Mitigating Genomic Research Disparities in the Million Veteran Program


Funder Veterans Affairs
Recipient Organization James J Peters Va Medical Center
Country United States
Start Date Jul 01, 2024
End Date Jun 30, 2028
Duration 1,460 days
Number of Grantees 1
Roles Principal Investigator
Data Source NIH (US)
Grant ID 10924783
Grant Description

To study and improve healthcare outcomes for our Veterans, the Million Veteran Program (MVP) has collected genetic and electronic health record (EHR) data from more than 650,000 Veterans. As the largest biobank in the world, the MVP presents a unique opportunity to advance our understanding in detecting and treating

Veterans with serious mental illnesses (SMI). Nevertheless, prior research has indicated that translational research is often not equitable across demographic groups due to differences in sample sizes and healthcare disparities affecting the quality of the EHR data. Consequently, this proposal leverages novel statistical

approaches to boost the effective sample sizes across demographic groups. To achieve these goals, genome-wide and transcriptome-wide association studies will be meta-analyzed using a novel meta-analytic approach, PheMED, that can integrate data of heterogeneous quality to boost sample sizes to detect novel genetic risk loci correlated with SMI related traits. First, PheMED will be leveraged to

integrate results from different trait definitions within a given demographic group for 21 different SMI related traits. For example, case definitions for bipolar disorder can be defined based on different code count thresholds, as recorded in the EHR. By leveraging a data-driven approach for integrating different thresholds

for defining bipolar disorder cases, PheMED boosts the number of cases across different demographic groups, such as sex and ancestry. These PheMED meta-analyses will facilitate the discovery of new genetic risk loci linked to serious mental illness related traits. The PheMED genome-wide and transcriptome-wide association

meta-analyses will then be employed to create polygenic risk scores on a 50% hold out set across different demographic groups.

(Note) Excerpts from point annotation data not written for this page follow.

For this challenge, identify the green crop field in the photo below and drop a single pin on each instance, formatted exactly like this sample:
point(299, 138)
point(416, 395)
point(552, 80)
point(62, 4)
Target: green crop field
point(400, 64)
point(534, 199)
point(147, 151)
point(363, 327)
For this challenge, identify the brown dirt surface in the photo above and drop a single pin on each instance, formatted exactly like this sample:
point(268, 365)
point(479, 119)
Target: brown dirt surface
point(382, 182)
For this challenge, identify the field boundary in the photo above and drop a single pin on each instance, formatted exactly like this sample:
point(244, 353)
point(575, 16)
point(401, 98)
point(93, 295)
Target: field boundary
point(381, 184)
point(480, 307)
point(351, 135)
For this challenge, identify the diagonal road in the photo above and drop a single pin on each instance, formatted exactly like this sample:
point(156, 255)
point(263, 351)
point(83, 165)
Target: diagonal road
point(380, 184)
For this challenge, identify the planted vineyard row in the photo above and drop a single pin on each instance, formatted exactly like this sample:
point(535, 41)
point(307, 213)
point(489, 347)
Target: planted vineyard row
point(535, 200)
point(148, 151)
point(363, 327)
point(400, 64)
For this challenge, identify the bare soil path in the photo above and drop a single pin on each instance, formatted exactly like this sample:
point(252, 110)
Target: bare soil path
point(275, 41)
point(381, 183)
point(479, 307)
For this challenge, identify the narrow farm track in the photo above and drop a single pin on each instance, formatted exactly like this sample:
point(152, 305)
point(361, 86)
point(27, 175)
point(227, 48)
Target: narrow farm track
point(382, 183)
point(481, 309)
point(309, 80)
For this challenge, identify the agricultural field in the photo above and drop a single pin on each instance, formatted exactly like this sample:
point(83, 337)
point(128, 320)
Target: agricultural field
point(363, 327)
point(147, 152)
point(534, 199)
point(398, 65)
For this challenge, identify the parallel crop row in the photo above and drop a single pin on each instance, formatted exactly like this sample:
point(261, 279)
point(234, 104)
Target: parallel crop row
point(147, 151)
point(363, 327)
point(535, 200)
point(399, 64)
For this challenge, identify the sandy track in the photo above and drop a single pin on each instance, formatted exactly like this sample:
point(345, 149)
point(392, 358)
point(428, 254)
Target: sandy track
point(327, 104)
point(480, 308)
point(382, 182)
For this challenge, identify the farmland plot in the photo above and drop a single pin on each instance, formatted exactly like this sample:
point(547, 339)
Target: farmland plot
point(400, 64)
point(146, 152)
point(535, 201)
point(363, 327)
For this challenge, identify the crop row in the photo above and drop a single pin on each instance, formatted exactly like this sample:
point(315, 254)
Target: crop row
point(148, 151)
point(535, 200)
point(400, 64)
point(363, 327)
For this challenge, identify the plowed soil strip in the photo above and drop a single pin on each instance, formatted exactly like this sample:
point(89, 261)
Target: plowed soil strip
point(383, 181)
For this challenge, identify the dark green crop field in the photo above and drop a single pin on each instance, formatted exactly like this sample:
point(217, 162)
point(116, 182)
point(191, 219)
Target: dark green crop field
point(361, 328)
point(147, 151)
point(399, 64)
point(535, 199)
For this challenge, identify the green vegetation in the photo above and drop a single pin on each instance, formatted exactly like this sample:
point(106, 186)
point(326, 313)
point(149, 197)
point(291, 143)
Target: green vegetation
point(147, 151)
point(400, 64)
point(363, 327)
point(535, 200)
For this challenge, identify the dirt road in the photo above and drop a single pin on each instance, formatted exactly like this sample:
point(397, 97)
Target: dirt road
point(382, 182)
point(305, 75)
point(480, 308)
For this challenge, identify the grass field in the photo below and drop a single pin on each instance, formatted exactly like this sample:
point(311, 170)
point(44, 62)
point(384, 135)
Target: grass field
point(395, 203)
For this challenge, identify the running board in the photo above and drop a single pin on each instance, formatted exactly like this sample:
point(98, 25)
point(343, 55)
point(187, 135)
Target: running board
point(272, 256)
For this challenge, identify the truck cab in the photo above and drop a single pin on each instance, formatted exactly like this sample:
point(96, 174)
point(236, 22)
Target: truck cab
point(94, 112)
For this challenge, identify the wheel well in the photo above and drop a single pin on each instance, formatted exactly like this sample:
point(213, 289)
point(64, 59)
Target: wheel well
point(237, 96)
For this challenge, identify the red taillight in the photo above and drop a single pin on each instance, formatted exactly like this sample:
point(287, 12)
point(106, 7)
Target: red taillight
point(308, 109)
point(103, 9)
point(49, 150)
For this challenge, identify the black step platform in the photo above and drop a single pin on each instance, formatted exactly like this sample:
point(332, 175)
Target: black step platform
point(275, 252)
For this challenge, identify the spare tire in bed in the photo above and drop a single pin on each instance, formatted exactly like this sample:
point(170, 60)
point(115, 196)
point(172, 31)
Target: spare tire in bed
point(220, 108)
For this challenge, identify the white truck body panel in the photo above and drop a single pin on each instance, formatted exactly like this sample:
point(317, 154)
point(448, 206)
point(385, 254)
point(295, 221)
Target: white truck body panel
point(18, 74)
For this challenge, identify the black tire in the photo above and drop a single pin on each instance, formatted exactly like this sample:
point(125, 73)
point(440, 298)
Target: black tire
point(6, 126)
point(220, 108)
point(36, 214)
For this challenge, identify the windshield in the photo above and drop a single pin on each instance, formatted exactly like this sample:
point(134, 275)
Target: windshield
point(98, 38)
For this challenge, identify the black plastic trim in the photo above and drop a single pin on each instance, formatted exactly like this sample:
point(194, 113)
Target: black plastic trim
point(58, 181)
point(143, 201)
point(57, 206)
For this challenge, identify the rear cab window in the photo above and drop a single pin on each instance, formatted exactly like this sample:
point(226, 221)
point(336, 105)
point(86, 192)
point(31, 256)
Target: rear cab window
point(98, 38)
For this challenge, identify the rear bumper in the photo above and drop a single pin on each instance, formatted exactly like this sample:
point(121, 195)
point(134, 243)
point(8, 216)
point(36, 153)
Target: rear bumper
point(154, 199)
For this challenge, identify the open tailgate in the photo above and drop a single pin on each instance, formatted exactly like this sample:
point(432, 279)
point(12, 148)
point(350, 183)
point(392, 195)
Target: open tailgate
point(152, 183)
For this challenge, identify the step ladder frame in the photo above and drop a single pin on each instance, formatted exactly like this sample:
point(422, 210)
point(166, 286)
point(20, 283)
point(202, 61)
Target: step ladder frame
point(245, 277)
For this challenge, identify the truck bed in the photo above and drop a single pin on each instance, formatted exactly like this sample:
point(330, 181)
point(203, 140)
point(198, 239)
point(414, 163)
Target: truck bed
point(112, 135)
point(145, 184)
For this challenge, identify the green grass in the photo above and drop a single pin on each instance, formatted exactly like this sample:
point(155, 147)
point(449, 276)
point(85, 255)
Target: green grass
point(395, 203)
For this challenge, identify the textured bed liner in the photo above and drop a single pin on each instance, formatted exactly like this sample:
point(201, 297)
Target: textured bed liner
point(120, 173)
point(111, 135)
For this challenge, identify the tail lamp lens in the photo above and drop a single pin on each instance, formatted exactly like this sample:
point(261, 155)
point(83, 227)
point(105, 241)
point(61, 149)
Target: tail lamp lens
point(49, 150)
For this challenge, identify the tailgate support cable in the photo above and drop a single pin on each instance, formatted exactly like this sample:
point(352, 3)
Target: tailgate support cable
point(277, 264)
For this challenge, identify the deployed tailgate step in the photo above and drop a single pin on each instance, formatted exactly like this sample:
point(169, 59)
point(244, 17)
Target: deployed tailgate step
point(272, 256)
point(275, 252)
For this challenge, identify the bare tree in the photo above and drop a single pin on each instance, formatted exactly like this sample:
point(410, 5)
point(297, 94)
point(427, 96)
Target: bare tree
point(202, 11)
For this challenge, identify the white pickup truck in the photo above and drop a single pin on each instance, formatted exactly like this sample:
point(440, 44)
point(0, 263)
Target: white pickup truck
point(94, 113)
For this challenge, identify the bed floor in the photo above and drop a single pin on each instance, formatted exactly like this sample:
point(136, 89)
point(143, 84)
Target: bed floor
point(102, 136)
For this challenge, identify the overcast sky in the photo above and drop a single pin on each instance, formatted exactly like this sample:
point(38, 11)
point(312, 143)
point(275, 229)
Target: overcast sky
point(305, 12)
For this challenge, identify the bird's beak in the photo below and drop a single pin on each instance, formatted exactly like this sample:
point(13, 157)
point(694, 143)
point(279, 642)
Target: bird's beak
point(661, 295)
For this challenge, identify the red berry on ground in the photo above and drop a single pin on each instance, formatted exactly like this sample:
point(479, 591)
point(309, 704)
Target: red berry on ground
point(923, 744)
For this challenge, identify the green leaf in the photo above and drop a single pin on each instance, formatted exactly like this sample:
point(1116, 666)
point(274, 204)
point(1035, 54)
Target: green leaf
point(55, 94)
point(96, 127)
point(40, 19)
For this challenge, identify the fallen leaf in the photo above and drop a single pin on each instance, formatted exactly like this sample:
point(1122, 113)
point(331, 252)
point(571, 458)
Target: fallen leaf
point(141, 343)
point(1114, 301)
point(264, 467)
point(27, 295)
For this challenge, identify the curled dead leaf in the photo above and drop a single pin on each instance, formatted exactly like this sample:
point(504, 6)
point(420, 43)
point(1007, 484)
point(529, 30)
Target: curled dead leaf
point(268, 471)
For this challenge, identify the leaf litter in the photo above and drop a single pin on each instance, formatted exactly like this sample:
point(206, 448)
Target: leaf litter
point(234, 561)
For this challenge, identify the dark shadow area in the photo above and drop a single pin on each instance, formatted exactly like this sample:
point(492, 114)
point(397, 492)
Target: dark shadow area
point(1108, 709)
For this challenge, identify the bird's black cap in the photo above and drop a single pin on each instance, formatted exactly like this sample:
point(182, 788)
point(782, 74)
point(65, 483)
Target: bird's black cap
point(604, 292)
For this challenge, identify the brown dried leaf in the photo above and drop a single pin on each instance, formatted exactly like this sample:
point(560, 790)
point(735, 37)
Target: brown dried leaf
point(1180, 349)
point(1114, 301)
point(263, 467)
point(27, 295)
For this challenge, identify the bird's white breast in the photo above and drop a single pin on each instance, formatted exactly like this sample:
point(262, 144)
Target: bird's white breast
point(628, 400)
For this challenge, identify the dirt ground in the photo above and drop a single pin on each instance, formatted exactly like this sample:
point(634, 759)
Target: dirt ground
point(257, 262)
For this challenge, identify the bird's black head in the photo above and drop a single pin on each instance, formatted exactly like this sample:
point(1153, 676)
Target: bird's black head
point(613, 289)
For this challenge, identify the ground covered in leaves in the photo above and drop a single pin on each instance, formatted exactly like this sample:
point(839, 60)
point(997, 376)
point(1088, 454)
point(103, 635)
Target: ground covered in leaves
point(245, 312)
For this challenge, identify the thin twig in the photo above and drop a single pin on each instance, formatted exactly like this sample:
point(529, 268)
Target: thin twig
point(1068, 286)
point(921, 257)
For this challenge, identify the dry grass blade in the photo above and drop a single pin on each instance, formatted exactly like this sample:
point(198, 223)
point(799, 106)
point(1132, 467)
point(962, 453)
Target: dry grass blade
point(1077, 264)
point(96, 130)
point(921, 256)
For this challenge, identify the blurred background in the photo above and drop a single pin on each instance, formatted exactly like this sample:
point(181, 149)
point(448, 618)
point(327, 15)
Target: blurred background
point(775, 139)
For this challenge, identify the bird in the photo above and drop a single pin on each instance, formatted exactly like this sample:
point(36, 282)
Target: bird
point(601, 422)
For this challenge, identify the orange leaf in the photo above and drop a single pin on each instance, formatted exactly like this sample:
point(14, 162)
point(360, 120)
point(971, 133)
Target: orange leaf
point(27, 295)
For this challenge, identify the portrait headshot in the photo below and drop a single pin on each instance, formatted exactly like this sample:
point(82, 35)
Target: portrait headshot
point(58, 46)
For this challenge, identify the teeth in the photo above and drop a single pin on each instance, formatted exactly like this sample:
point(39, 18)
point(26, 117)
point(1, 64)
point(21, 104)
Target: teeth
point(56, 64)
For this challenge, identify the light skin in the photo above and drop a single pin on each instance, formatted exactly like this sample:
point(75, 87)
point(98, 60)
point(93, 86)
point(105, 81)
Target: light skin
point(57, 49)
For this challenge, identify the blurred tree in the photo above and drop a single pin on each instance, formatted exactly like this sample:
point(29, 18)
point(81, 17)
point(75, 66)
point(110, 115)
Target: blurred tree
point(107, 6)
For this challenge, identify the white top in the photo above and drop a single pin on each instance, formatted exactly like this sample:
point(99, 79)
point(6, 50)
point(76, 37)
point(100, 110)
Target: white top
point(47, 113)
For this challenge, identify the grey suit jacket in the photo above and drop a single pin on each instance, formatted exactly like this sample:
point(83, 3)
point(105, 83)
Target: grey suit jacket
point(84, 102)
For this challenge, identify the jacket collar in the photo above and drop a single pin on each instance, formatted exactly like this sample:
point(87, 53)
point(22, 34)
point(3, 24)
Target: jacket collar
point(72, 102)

As the prevalence of many serious mental illness related traits depends on sex, this proposal will then leverage existing imputed genetic data to conduct association tests on the X chromosome to

improve polygenic risk stratification and detection of genetic variants linked to SMI related phenotypes. Code for implementing this pipeline will be shared with the broader MVP research community to promote equitability in research and advance targeted genetic findings for both male and female Veterans.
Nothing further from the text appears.